Not a single company has applied for a fracking permit in Illinois, the state Department of Natural Resources reports. Nationwide, about 1,000 oil and gas rigs have ceased operations since the recent peak in September 2014, said Ethan Bellamy, a senior analyst at Robert W. Baird & Co.
That development is expected to yield a 15 to 25 percent decline in the demand for fracking sand in North America, Bellamy said. But the market is tough to gauge because it lacks public price data and market statistics from a government agency, among other challenges, he added.
“Our estimates reflect the beginning of an oil-inspired downturn,” Bellamy said, “that we believe should last the balance of the year.”
Meanwhile, voters in Earlville’s April municipal election ousted three council members who voted for the annexation and rezoning that cleared the way for the sand transportation center.
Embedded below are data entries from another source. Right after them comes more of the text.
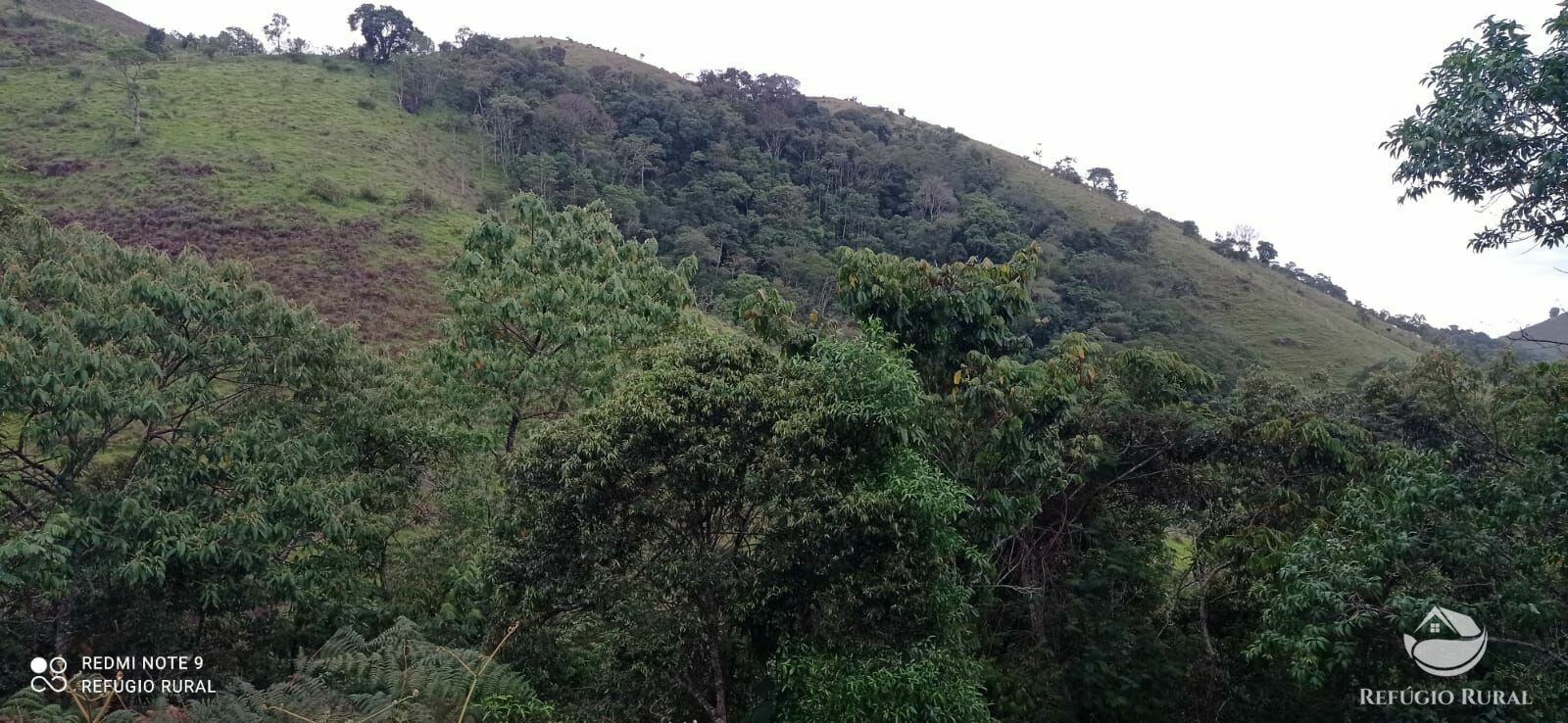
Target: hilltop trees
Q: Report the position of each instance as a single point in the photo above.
(1494, 130)
(1104, 180)
(384, 28)
(548, 306)
(182, 446)
(1267, 253)
(731, 524)
(276, 30)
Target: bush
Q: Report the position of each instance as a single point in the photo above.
(326, 190)
(419, 201)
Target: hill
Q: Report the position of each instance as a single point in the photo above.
(1546, 341)
(311, 169)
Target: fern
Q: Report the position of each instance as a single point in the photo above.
(396, 676)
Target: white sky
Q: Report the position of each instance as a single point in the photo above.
(1220, 112)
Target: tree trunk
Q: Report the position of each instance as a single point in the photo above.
(512, 430)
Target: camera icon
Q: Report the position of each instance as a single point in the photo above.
(55, 670)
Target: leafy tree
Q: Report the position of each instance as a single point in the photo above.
(156, 43)
(1104, 180)
(1465, 514)
(130, 68)
(274, 30)
(239, 41)
(548, 306)
(1494, 129)
(384, 28)
(1267, 253)
(729, 514)
(1066, 169)
(182, 446)
(941, 311)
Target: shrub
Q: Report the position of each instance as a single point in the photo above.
(419, 201)
(326, 190)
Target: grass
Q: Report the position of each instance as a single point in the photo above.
(86, 13)
(273, 162)
(341, 200)
(1288, 325)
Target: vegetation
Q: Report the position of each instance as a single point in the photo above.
(1492, 130)
(745, 409)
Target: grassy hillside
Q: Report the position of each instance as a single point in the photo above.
(306, 169)
(313, 172)
(1537, 341)
(1293, 326)
(86, 13)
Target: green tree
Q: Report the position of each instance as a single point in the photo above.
(180, 446)
(731, 508)
(276, 30)
(1267, 253)
(1492, 130)
(941, 311)
(130, 68)
(548, 306)
(384, 28)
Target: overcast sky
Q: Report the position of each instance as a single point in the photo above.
(1220, 112)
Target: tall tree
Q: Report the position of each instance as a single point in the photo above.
(276, 30)
(1494, 129)
(384, 28)
(1267, 253)
(548, 306)
(130, 68)
(739, 530)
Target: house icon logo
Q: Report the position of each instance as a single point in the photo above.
(1450, 644)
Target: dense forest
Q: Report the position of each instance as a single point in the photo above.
(744, 409)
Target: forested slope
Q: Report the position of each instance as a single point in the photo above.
(347, 190)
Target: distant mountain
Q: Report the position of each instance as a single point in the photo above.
(1546, 341)
(311, 169)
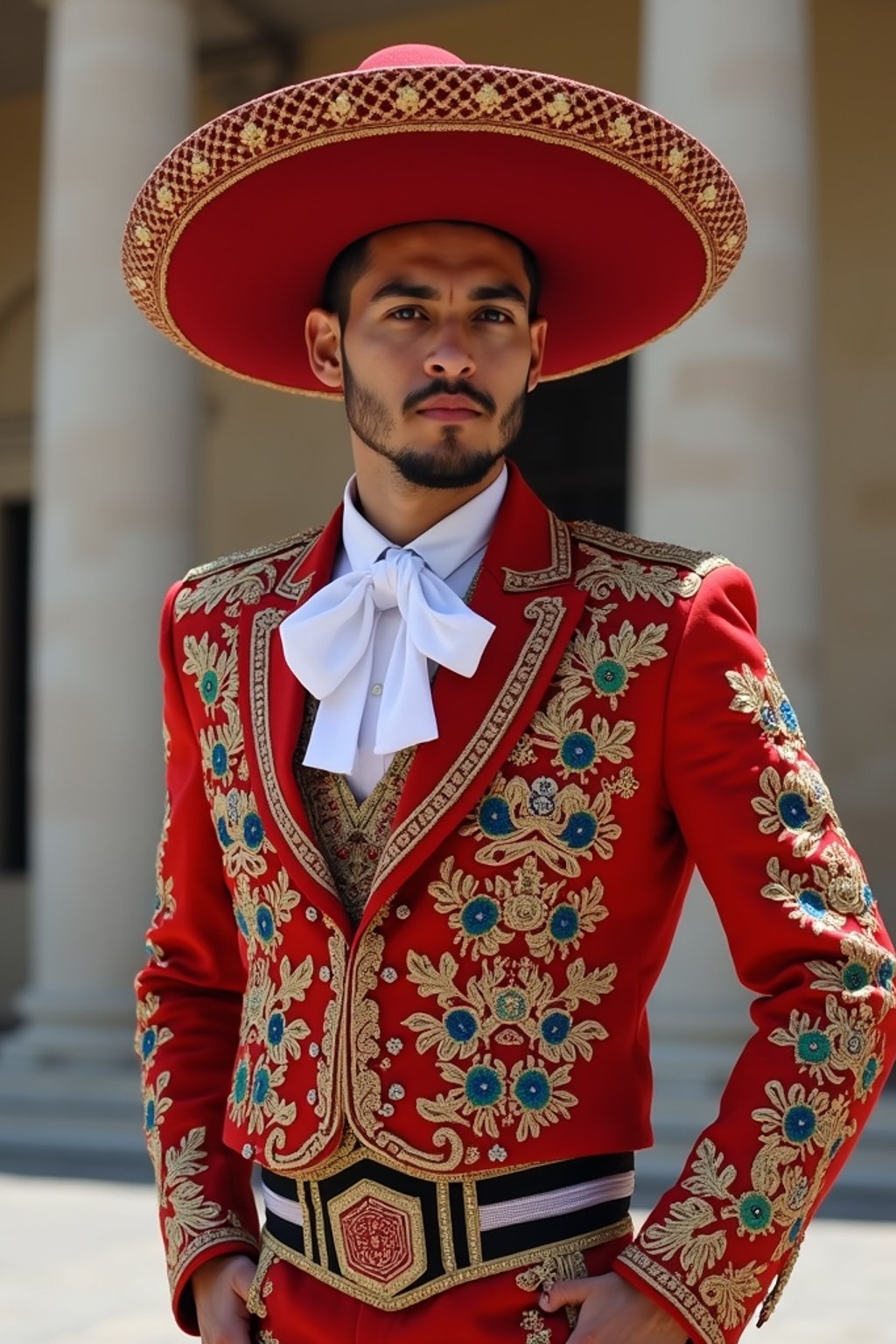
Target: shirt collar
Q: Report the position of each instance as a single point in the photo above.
(444, 546)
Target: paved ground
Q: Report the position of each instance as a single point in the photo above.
(80, 1264)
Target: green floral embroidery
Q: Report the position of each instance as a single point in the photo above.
(214, 671)
(607, 668)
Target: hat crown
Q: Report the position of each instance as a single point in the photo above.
(410, 54)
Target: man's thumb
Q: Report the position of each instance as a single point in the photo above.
(566, 1293)
(242, 1273)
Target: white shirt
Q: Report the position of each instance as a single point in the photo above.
(453, 549)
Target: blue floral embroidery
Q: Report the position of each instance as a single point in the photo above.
(755, 1211)
(855, 976)
(564, 924)
(261, 1086)
(793, 810)
(480, 915)
(220, 760)
(511, 1005)
(532, 1088)
(494, 819)
(578, 750)
(240, 1090)
(800, 1124)
(265, 924)
(813, 1047)
(253, 831)
(461, 1025)
(610, 676)
(208, 686)
(482, 1086)
(579, 831)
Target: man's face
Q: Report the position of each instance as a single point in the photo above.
(438, 351)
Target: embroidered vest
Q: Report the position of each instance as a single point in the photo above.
(349, 834)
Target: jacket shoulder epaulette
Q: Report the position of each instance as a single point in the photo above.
(639, 549)
(256, 553)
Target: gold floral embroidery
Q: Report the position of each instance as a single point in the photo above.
(797, 805)
(592, 664)
(765, 701)
(253, 136)
(191, 1214)
(341, 108)
(241, 834)
(238, 586)
(559, 825)
(579, 749)
(349, 834)
(605, 574)
(488, 98)
(504, 993)
(215, 674)
(559, 109)
(407, 98)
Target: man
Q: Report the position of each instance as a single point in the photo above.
(438, 774)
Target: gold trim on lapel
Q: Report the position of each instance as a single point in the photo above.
(486, 712)
(277, 706)
(291, 820)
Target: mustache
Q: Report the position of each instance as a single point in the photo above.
(441, 386)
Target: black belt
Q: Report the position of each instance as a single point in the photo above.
(391, 1238)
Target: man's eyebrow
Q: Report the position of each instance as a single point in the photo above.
(482, 293)
(507, 292)
(403, 290)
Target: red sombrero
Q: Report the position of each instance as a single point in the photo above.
(634, 222)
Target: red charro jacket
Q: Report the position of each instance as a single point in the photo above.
(489, 1012)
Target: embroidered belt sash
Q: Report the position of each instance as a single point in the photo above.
(391, 1239)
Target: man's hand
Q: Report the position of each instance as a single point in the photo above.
(612, 1312)
(220, 1288)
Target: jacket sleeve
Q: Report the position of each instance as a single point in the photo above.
(805, 935)
(188, 1011)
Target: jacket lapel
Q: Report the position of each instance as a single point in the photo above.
(276, 709)
(526, 589)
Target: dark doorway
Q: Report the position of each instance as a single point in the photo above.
(15, 527)
(574, 444)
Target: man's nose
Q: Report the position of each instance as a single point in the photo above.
(451, 356)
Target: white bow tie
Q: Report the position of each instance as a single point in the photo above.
(328, 646)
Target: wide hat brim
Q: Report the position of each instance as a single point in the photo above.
(634, 223)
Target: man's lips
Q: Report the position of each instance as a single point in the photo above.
(449, 409)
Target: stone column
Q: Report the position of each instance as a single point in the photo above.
(115, 512)
(724, 453)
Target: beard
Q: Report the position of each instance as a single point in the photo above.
(452, 464)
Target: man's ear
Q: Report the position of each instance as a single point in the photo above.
(324, 350)
(537, 331)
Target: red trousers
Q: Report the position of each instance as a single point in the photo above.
(304, 1311)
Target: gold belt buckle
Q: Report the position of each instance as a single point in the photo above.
(379, 1236)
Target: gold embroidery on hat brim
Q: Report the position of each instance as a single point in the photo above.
(170, 327)
(598, 113)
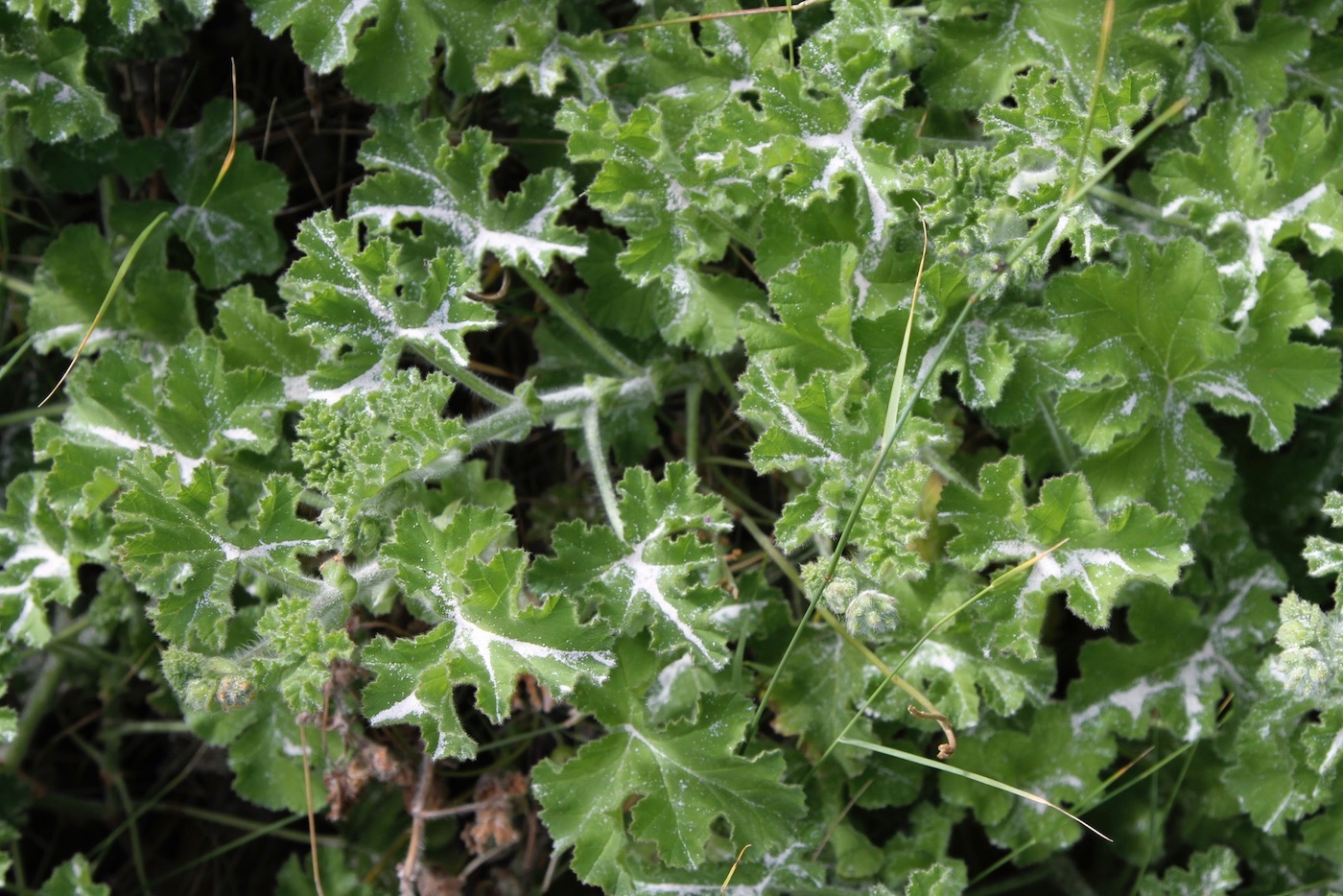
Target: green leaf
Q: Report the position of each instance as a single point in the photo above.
(547, 57)
(266, 752)
(73, 878)
(675, 217)
(816, 695)
(365, 297)
(1211, 872)
(232, 234)
(177, 543)
(71, 284)
(812, 326)
(982, 49)
(987, 663)
(655, 576)
(42, 74)
(1011, 752)
(1041, 156)
(188, 406)
(1252, 62)
(425, 175)
(40, 554)
(1289, 745)
(684, 777)
(453, 573)
(1148, 345)
(1249, 190)
(412, 687)
(1322, 555)
(373, 453)
(789, 869)
(297, 651)
(251, 336)
(1098, 559)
O’Regan has suggested that the new members will work to overturn the earlier decision.
The division and acrimony occurring in Earlville is something Mike Harsted has seen unfold elsewhere in LaSalle County.
Harsted, the county director of environmental services and land uses, said companies pulled about 10 million tons of sand from LaSalle County in 2013, the latest year for which he had statistics. Five years earlier, sand mining companies were taking less than 4 million tons a year, he estimated.
Whether that increase is a benefit or detriment largely depends on the location of sand mining and shipping facilities, Harsted said.
“If it’s in your backyard, you hate it,” he said. “And, if it’s not, you think it’s great.”